Aqueous Misdirection Syndrome Following Uneventful Phacoemulsification Surgery
Published 2025 - 43rd Congress of the ESCRS
Reference: PO017 | Type: Case Report | DOI: 10.82333/3nja-3e21
Authors: Aliki Panagiotis Liaska* 1 , Alexandra Tantou 2
1Department of Ophthalmology,General Hospital of Lamia,Lamia,Greece, 2Ophthalmology,General Hospital of Lamia,Lamia,Greece
Purpose
Aqueous misdirection after cataract surgery is a very rare complication and surgical intervention may be necessary. Patient-related risk factors for aqueous misdirection include female gender, short axial lengths, hypermetropia, narrow iridocorneal angles and shallow anterior chamber depths. The purpose of the study is to present a case of aqueous misdirection in a patient 5 weeks after uneventful cataract surgery.
Setting
Department of Ophthalmology, General Hospital of Lamia, Lamia, Greece
Report of case
A 75-year-old Caucasian woman underwent uneventful cataract operation with implantation of EnVista toric intraocular lens (IOL) in the left eye. The patient had no past ocular history and presented with bilaterally normal intraocular pressure (12mmHg) and normal optic disc. The anterior chamber was of moderate depth in both eyes. The spherical component of the IOL was 27.0 D (SRK/T formula), aiming for a postoperative refraction of -0.75 sph. 15 days after surgery the patient presented with acute angle closure and intraocular pressure rise (30mmHg) in the fellow (right) eye and treated accordingly. At that time postoperative refraction in the left eye was -1.75 sph with normal anterior chamber depth. 20 days after acute angle closure the patient complained about vision blurring in the left eye. Refractive correction revealed a myopic surprise (-3.00 sph), with rather shallow anterior chamber, angle closure 270o and left eye intraocular pressure of 40 mmHg. The patient was commenced on coll Atropine q.i.d, coll Phenylephrine q.i.d, coll Tobradex q.i.d, tab Acetazolamid t.i.d. and mannitol IV b.i.d.

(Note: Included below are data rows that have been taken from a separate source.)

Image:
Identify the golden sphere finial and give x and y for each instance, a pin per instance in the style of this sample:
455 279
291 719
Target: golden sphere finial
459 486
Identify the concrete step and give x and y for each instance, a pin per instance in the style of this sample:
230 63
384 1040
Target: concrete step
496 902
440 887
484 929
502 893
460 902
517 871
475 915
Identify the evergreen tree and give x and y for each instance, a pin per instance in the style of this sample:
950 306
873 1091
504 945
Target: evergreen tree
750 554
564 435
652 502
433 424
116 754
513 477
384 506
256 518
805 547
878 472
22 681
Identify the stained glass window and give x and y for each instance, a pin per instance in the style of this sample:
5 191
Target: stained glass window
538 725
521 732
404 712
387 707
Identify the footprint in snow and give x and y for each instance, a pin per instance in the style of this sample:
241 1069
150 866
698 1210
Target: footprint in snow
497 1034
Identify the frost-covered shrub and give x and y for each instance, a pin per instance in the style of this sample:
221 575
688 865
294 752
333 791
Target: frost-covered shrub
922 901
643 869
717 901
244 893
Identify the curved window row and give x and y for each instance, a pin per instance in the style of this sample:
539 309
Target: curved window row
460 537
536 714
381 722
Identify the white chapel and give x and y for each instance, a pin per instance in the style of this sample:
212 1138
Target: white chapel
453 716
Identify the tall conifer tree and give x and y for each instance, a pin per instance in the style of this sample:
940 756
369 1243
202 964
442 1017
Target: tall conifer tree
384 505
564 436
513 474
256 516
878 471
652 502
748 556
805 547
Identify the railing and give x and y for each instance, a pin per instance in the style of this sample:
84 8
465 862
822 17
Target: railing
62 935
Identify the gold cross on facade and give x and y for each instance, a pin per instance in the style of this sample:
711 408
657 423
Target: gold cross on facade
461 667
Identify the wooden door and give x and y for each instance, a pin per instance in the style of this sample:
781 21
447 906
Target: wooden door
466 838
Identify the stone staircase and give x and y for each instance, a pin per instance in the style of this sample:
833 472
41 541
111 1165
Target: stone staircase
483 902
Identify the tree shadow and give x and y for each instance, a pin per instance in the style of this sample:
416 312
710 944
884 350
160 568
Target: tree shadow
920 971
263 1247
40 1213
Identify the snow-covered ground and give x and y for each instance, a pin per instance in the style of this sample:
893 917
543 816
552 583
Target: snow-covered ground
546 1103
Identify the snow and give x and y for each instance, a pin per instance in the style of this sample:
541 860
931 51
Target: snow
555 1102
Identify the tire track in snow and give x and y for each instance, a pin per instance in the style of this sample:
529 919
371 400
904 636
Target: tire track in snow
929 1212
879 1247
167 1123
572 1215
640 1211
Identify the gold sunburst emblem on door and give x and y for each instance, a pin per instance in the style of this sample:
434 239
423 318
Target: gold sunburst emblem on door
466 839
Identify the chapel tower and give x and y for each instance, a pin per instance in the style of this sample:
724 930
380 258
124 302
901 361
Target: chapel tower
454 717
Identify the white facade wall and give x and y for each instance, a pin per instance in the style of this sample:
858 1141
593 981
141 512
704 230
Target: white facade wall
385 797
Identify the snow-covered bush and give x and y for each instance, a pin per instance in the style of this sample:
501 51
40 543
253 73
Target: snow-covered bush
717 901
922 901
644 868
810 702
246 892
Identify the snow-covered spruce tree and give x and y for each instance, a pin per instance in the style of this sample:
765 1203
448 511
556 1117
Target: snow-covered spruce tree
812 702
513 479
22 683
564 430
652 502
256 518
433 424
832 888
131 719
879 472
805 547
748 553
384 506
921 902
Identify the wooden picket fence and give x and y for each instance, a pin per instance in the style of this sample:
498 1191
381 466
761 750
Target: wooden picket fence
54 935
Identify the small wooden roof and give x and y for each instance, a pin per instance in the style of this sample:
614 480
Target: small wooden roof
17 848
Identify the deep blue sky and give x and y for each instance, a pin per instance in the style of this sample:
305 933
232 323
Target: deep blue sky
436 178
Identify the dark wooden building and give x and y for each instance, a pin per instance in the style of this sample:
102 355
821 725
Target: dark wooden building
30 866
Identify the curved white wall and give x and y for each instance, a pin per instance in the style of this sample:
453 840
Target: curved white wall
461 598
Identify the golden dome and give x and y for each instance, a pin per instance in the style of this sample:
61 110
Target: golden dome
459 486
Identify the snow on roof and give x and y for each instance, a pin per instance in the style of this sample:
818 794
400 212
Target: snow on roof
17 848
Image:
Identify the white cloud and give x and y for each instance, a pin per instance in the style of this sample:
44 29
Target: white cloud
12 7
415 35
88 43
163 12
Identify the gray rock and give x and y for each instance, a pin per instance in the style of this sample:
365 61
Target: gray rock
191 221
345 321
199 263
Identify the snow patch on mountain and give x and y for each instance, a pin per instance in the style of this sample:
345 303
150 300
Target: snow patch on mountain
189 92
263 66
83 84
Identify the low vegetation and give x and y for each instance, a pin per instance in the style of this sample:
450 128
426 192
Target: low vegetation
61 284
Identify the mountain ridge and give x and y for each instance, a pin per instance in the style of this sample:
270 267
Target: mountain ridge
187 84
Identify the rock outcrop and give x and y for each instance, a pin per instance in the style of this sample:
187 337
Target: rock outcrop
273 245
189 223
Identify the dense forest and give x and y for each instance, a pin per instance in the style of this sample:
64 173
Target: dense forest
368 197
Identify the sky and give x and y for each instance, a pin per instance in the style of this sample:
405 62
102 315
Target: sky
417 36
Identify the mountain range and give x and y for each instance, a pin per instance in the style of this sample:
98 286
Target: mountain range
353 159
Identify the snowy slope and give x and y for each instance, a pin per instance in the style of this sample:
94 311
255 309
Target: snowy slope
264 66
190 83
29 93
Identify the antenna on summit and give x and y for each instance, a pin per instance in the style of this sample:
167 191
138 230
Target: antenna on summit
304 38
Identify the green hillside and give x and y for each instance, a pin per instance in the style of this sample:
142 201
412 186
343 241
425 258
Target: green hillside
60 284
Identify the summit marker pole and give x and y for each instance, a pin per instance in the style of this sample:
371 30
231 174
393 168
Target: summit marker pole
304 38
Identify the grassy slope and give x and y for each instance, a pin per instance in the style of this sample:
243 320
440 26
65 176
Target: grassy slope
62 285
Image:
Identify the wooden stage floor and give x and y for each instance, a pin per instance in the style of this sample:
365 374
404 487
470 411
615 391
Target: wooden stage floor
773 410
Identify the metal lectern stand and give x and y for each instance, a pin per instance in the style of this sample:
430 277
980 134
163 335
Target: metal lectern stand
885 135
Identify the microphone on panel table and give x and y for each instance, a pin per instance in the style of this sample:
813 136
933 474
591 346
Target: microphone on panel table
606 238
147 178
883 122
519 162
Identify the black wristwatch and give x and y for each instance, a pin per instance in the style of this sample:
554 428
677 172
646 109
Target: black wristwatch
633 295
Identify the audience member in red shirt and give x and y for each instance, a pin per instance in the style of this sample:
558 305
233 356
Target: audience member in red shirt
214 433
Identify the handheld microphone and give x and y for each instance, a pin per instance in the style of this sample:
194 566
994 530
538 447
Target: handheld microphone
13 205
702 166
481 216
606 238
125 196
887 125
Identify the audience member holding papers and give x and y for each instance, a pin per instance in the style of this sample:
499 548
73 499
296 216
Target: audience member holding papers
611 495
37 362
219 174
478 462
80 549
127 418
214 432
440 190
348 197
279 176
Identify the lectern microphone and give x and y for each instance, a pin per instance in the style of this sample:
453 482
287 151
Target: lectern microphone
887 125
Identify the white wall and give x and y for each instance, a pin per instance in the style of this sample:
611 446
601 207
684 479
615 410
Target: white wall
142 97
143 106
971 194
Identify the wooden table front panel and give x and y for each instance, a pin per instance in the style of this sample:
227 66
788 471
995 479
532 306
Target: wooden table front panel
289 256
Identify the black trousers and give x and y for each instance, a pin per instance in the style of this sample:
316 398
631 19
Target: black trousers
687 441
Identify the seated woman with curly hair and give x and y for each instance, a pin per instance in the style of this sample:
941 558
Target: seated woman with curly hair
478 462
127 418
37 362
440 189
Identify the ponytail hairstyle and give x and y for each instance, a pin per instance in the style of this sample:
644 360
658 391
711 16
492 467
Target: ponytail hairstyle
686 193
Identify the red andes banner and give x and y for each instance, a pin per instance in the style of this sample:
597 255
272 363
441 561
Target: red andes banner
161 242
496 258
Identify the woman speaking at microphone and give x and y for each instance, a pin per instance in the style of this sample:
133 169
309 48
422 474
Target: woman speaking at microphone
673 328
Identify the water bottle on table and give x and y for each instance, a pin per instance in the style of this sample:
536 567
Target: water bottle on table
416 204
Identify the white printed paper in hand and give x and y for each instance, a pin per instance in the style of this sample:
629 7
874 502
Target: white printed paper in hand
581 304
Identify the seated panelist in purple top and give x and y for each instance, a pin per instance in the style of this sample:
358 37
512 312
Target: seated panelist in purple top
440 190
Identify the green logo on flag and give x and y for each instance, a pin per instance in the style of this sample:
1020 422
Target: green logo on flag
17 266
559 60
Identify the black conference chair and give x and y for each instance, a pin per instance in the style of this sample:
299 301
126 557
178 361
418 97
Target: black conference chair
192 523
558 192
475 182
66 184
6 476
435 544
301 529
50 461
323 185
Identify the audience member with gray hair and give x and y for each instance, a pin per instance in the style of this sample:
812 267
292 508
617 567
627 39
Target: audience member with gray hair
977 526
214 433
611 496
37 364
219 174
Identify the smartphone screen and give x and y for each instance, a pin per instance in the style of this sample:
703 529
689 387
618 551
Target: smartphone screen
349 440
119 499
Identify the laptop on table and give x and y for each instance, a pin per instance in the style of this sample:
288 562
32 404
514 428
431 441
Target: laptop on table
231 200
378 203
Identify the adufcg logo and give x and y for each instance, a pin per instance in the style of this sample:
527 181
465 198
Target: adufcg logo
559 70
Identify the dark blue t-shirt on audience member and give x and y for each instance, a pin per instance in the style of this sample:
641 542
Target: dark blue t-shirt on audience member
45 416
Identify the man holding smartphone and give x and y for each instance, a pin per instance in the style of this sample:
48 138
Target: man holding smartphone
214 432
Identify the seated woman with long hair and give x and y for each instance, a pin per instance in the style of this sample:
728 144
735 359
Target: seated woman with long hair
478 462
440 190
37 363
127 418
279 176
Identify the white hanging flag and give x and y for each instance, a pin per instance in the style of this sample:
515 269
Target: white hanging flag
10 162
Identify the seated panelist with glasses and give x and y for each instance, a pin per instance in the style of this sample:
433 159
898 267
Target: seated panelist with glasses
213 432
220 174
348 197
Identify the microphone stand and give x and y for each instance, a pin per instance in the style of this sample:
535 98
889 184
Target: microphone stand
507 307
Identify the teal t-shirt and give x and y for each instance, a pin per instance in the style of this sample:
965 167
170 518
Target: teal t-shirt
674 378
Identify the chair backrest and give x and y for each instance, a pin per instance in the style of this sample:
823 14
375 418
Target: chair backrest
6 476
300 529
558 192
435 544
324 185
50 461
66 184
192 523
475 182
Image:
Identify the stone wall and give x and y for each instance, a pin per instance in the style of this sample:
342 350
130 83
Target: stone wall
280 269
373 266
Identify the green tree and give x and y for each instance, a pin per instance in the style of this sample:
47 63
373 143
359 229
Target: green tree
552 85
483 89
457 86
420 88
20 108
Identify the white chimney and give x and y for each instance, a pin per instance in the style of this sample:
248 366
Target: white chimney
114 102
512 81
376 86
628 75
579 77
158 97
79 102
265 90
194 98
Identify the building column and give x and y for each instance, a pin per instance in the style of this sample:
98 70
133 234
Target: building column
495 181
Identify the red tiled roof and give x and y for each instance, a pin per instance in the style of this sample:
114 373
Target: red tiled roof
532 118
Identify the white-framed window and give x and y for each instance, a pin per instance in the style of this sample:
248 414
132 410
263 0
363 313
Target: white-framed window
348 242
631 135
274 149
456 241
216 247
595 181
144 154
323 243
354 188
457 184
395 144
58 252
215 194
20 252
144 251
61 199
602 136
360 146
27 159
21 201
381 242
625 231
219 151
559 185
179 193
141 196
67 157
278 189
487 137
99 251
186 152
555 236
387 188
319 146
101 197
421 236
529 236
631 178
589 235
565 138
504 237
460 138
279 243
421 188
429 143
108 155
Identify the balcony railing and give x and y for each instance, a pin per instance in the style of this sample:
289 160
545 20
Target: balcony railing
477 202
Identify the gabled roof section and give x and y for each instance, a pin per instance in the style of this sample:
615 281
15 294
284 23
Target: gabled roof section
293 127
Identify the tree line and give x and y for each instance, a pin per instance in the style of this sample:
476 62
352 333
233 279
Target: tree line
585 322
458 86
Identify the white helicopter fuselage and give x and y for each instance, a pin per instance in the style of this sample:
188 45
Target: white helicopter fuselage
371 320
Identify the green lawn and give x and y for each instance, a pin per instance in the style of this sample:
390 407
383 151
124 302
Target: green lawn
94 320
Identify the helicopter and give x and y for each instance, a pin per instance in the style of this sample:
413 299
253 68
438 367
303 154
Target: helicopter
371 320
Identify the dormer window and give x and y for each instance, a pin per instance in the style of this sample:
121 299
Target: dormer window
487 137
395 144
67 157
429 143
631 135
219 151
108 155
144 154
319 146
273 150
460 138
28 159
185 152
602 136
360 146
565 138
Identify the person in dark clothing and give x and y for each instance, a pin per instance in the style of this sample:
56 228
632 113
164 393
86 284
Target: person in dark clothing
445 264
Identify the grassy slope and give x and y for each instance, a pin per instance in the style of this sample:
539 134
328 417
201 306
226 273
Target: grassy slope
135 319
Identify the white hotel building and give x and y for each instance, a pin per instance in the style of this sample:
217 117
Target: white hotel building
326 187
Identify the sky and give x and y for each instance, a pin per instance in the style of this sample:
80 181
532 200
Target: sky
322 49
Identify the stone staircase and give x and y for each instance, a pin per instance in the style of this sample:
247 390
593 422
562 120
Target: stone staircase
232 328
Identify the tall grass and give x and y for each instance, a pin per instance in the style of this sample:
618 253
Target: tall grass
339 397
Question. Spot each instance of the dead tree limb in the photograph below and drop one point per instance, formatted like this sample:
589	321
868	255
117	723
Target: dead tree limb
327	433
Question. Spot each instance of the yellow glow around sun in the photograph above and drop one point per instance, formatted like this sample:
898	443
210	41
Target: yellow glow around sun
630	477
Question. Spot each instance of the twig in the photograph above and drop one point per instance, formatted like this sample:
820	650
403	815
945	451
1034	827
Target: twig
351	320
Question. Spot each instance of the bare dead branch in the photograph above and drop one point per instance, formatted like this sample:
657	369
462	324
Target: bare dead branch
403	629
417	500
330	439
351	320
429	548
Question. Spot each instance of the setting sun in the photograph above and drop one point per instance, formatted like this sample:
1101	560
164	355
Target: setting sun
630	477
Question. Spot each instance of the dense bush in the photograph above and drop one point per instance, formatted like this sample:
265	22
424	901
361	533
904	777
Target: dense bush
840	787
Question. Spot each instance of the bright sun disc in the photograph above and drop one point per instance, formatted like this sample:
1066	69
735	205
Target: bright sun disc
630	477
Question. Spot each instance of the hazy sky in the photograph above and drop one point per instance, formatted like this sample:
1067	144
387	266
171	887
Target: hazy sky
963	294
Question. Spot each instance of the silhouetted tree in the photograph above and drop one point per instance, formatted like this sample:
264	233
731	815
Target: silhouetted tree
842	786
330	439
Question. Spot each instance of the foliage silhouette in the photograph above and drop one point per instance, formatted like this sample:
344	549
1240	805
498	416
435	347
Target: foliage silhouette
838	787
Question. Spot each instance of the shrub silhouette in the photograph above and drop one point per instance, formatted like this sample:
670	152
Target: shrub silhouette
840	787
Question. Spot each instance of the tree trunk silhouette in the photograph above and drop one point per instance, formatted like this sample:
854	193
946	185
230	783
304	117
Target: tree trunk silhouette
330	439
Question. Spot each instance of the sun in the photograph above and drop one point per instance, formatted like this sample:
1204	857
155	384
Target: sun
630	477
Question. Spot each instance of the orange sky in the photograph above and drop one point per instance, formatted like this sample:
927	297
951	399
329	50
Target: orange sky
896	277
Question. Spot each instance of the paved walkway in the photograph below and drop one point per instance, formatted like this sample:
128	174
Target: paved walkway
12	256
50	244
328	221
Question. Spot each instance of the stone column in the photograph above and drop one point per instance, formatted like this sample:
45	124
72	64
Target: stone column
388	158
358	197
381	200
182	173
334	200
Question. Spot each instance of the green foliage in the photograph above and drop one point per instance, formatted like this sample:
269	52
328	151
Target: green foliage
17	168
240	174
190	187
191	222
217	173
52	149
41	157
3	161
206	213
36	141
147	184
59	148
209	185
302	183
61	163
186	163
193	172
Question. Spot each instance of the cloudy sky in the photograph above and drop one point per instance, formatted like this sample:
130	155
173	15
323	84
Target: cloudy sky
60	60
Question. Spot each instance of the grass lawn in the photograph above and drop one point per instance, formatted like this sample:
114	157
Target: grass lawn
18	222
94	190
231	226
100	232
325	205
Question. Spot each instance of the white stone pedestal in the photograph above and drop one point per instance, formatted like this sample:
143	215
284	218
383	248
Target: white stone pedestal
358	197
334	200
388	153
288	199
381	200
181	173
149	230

The intraocular pressure normalized in 4 days, acetazolamide was discontinued in 7 days and topical treatment was gradually tapered except for coll Atropine. The anterior chamber depth was increased and refractive correction returned to -1.25sph (VA 20/30).
Conclusion/Take home message
Clinical presentation of aqueous misdiretction syndrome may be subtle and of fluctuant pattern, with myopic surprise being the only initial presenting sign without elevated intraocular pressure. Biometric measurements of anterior chamber depth (ACD) and intraocular lens calculations in eyes with short axial length mat be inacurate, particularly if the measurements are made when the patient is in absolute or relative aqueous misdirection. Patients who are at risk of aqueous misdirection syndrome should be followed up closely after cataract surgery. The pressure adjustment can also be done conservatively and individually decided how invasive the treatment must be and whether a vitrectomy is necessary.